The current year is expected to go down in history as the sixth warmest year on record with prolonged drought in some regions, heavy rainfall and flooding in others and deadly typhoons in Southeast Asia.
But the human-induced global warming may not be the culprit with mischief being done by rising concentration of human populations and increasing infrastructure in the coastal region, scientists say.
The global mean surface temperature is currently estimated by the World Meteorological Organisation (WMO) to be 0.42 Celsius above the 1961-1990 annual average of 14C.
Many UN officials, agencies and reports blame human role in producing the greenhouse gases for global warming and the UN-backed Kyoto Protocol seeks to significantly reduce such emissions.
But just this week the WMO reported that no firm link can yet be drawn between human-induced climate change and variations in intensity and frequency of tropical cyclones.
The year also continues the pattern of sharply decreasing Arctic sea ice, with the September rate declining by some 8.59 per cent every decade, or 60,421 square kilometers per year.
The agency will not release final figures for 2006 until March, but preliminary findings show that, averaged separately, temperatures for the northern hemisphere (0.58C above a 30-year mean of 14.6C) are likely to be the fourth warmest and for the southern hemisphere (0.26C above a 30-year mean of 13.4C/56.12F) the seventh warmest in the instrumental record from 1861.
In both hemispheres, the period 1997-2006 averaged 0.53C and 0.27C above the 1961-1990 mean, respectively.
The beginning of 2006 was unusually mild in large parts of North America and the western European Arctic islands, though there were harsh winter conditions in Asia, Russia and parts of eastern Europe.
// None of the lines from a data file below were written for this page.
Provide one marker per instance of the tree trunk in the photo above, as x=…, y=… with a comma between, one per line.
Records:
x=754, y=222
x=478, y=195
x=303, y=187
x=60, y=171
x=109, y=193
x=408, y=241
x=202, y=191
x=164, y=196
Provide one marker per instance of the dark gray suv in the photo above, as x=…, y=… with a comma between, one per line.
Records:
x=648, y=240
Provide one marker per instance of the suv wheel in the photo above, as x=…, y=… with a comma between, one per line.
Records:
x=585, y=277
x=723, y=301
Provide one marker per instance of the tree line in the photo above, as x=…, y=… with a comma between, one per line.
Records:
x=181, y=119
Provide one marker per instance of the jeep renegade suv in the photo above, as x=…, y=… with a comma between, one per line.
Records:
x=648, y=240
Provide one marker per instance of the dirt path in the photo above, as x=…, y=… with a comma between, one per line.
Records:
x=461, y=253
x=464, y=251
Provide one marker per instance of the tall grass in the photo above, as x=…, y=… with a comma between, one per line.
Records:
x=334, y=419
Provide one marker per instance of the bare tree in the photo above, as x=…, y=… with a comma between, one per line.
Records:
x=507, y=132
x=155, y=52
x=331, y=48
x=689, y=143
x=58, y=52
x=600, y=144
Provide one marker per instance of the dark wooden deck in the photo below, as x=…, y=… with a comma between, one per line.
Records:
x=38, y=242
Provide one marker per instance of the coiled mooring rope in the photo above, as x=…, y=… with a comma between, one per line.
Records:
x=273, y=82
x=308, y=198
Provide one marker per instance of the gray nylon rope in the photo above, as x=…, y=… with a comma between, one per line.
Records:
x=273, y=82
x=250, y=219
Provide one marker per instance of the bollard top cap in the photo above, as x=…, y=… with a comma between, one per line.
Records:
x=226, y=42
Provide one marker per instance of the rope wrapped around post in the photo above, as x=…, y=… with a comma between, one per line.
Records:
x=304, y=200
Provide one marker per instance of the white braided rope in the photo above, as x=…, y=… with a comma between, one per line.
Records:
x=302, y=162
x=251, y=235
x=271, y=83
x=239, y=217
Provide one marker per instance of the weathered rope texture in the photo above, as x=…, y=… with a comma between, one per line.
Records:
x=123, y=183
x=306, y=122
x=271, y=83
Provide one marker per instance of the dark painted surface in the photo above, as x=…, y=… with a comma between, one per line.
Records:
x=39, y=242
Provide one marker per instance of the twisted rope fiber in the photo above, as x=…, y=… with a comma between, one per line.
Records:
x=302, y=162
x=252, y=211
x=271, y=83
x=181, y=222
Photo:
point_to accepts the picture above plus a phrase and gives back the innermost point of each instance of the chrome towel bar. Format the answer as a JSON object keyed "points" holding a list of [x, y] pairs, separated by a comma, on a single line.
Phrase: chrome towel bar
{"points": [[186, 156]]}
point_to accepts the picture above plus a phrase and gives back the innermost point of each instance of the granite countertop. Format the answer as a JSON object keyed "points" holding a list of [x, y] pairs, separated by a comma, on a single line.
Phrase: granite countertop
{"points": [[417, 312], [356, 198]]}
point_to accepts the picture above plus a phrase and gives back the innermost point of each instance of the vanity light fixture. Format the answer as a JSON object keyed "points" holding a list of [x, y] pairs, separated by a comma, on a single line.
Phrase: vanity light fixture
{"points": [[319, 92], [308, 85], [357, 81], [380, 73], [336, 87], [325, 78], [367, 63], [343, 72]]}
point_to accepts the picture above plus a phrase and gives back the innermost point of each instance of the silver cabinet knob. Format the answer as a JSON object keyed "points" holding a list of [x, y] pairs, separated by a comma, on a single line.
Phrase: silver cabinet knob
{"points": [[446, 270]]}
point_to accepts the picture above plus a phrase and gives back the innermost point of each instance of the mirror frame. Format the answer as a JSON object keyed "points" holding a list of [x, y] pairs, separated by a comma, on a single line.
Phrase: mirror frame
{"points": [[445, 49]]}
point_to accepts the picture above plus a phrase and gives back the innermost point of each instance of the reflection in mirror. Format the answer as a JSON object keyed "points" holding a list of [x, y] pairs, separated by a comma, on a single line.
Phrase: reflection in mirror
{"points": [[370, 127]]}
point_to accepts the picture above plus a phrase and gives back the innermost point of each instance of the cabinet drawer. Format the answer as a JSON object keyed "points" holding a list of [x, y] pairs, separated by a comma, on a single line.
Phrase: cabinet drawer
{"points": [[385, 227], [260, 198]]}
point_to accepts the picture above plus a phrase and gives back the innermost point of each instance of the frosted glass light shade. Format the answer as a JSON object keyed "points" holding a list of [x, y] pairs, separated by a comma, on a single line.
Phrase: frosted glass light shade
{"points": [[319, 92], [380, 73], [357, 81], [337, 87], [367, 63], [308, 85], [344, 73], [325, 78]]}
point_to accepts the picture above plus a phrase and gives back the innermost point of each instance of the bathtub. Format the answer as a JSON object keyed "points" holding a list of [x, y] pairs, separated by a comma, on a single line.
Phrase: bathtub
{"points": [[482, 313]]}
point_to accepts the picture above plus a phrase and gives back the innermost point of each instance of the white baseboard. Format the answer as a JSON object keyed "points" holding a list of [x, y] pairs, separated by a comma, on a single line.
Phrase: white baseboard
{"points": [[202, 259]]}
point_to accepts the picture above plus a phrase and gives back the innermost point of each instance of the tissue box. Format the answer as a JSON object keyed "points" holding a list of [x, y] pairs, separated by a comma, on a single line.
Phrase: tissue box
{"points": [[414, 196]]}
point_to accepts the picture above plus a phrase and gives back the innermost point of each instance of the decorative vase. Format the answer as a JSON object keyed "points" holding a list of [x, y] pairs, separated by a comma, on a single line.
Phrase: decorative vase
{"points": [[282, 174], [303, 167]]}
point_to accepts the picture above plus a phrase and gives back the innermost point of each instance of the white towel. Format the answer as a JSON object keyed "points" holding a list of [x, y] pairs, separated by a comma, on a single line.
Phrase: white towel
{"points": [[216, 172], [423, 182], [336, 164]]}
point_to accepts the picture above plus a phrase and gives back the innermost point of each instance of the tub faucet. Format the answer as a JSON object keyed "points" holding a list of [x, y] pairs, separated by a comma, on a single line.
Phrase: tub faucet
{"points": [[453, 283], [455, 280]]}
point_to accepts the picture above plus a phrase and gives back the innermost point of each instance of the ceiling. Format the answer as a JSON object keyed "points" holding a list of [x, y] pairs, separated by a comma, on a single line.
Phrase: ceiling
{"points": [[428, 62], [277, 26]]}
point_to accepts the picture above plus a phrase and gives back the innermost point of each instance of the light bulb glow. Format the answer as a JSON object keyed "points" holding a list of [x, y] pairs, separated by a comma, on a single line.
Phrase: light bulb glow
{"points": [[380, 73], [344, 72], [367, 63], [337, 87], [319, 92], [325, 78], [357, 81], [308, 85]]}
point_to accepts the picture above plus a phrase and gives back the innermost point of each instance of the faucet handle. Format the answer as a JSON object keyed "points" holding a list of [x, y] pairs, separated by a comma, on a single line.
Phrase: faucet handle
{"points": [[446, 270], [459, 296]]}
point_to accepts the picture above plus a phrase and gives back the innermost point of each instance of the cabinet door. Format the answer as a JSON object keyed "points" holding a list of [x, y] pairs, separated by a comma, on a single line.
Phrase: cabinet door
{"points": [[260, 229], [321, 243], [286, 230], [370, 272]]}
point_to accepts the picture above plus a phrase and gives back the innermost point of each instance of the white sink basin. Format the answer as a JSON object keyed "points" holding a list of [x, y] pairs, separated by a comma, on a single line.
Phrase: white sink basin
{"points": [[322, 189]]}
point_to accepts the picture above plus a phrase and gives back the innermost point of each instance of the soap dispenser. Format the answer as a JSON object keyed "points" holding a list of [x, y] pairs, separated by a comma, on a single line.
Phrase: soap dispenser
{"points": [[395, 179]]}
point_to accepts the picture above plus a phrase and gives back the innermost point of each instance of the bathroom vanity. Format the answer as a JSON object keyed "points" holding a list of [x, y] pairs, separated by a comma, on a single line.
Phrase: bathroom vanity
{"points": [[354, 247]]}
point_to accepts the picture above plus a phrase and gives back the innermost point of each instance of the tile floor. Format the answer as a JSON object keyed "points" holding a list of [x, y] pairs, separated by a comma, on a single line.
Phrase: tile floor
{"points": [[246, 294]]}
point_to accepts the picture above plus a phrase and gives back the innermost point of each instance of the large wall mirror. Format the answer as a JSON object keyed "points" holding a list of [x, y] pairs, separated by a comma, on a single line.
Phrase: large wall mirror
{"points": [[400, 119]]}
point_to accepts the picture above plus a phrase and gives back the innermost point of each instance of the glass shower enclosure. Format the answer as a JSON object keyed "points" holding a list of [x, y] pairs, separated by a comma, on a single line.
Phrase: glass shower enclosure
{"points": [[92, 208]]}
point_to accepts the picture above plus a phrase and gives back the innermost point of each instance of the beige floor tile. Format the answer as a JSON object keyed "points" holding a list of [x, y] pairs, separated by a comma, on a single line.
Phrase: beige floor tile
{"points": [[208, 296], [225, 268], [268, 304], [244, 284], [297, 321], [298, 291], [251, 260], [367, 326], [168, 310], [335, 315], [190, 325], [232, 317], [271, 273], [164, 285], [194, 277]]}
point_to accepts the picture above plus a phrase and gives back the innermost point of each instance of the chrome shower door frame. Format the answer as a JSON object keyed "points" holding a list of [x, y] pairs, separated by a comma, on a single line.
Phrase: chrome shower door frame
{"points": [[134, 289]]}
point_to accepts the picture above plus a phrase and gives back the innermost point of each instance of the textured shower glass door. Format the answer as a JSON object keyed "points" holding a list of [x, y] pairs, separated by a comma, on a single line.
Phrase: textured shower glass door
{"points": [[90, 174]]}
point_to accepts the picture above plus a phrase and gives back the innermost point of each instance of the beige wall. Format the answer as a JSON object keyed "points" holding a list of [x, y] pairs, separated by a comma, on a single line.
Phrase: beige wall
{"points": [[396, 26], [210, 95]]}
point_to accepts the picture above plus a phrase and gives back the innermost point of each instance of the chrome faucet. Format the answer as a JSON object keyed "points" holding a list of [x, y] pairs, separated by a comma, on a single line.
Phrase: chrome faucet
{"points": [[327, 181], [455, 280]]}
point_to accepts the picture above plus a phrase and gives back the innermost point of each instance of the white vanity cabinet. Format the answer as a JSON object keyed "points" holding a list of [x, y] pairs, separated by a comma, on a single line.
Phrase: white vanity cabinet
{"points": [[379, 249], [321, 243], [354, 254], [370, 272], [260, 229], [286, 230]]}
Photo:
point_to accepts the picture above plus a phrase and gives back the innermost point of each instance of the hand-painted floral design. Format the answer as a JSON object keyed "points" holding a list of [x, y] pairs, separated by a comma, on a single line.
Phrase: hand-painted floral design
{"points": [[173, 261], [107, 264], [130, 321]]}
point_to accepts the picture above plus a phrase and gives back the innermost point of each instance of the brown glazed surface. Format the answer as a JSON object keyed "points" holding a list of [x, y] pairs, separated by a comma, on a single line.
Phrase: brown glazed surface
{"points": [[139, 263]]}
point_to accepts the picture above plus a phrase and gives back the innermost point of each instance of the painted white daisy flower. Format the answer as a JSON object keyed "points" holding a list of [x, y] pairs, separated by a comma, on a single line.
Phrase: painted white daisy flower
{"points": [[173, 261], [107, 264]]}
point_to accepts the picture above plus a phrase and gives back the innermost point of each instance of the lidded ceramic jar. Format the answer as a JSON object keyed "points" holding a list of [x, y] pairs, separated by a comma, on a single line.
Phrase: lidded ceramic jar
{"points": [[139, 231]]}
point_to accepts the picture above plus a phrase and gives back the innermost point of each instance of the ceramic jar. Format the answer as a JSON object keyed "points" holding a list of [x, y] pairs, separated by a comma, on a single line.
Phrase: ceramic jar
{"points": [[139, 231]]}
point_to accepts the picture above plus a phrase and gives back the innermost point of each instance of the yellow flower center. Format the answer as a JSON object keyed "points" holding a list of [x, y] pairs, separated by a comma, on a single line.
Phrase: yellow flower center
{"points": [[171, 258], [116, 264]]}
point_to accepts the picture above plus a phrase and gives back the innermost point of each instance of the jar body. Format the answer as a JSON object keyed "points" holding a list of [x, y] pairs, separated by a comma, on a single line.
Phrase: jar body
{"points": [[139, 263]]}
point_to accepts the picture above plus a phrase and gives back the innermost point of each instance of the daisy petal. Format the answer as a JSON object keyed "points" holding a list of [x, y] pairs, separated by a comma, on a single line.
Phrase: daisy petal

Canada experienced its mildest winter and spring on record and the United States its warmest January-September on record.
Persistent extreme heat affected much of eastern Australia from late December 2005 until early March with many records being set, with the southern spring the warmest since seasonal records were first compiled in 1950.
Heat waves were also registered in Brazil from January until March and in several parts of Europe with record temperatures in July and August.
Long-term drought continued in parts of the Greater Horn of Africa including parts of Burundi, Djibouti, Eritrea, Ethiopia, Kenya, Somalia, and Tanzania and at least 11 million people were affected by food shortages. Somalia was hit by the worst drought in a decade. Drought also affected China, southern Brazil, parts of the US while in Australia, lack of rain added to significant longer-term dry conditions.